When one of the elders in the Iowa Tribe of Kansas and Nebraska asked if he could keep bees on the reservation, Tim Rhodd’s answer was straightforward: “Absolutely.” Soon, the bees started buzzing in the alfalfa fields. Then they started pollinating.

Then they all died.

“Once we started looking into it, we found there was a chemical (class) called neonicotinoid that caused the death of these bees,” said Rhodd, the tribe’s chairperson. “That was the very, very first part of what I had seen that we were doing things wrong.”

Facing the reality that their soil was contaminated—and the realization that the same harmful insecticides that killed the bees would be bad for them, too—the Ioway started questioning their farming practices.
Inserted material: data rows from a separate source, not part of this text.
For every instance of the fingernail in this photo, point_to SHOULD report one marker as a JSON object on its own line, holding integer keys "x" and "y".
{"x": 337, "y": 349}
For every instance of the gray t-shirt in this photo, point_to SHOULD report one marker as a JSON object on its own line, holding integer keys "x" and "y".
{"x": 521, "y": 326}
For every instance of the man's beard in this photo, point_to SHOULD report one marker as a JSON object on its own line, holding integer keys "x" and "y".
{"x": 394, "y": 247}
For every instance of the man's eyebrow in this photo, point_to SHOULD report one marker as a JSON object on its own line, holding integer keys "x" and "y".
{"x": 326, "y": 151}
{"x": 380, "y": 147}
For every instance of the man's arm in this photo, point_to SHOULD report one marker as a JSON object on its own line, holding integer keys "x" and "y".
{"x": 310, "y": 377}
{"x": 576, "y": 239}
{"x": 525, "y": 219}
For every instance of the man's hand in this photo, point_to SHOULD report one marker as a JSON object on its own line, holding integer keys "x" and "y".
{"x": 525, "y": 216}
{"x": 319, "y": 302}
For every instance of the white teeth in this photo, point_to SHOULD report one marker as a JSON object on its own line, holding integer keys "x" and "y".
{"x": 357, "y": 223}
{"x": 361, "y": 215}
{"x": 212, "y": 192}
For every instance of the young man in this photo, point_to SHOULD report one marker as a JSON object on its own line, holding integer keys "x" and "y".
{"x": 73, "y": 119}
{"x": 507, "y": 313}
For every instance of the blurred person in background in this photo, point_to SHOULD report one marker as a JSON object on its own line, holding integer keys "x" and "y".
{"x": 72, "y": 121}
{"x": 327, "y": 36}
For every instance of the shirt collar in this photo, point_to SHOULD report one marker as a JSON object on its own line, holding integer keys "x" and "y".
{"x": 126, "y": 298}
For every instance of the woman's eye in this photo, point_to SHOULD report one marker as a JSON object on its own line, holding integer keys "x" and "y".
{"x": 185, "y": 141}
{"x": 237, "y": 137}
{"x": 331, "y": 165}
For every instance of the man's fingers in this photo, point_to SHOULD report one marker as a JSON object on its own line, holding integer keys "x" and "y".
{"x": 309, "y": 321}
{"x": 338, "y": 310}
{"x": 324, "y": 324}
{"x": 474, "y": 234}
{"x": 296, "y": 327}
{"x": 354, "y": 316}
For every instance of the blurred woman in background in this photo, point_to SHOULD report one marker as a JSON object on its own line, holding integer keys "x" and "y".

After receiving a grant in 2019, the tribe switched its farming operations from monocropping—growing one plant in the same soil, year after year—to regenerative agriculture, a process designed to promote biodiversity and soil health by minimizing disturbances and maintaining living roots as much as possible.

By caring for a rotation of diverse crops throughout the year—rather than controlling the soil year-round for just one seasonal crop—farmers eliminate the need for herbicides and pesticides.

Moving away from monocropping is as much a challenge to standard practice as it is a physical feat. The so-called Green Revolution in the 1960s changed industrial farming to address food shortages by ushering in the extensive use of fertilizers, herbicides and pesticides. Working to improve the yield of a single crop became the norm, thanks in part to profitability and operational efficiency.

“Just monocropping, eventually you use up all of your nutrients,” said Olivia Brien, tribe member and its director of communications. “And what happens is that you run out of the nutrients to grow good food, so then you’d have a desert. It becomes a desert.”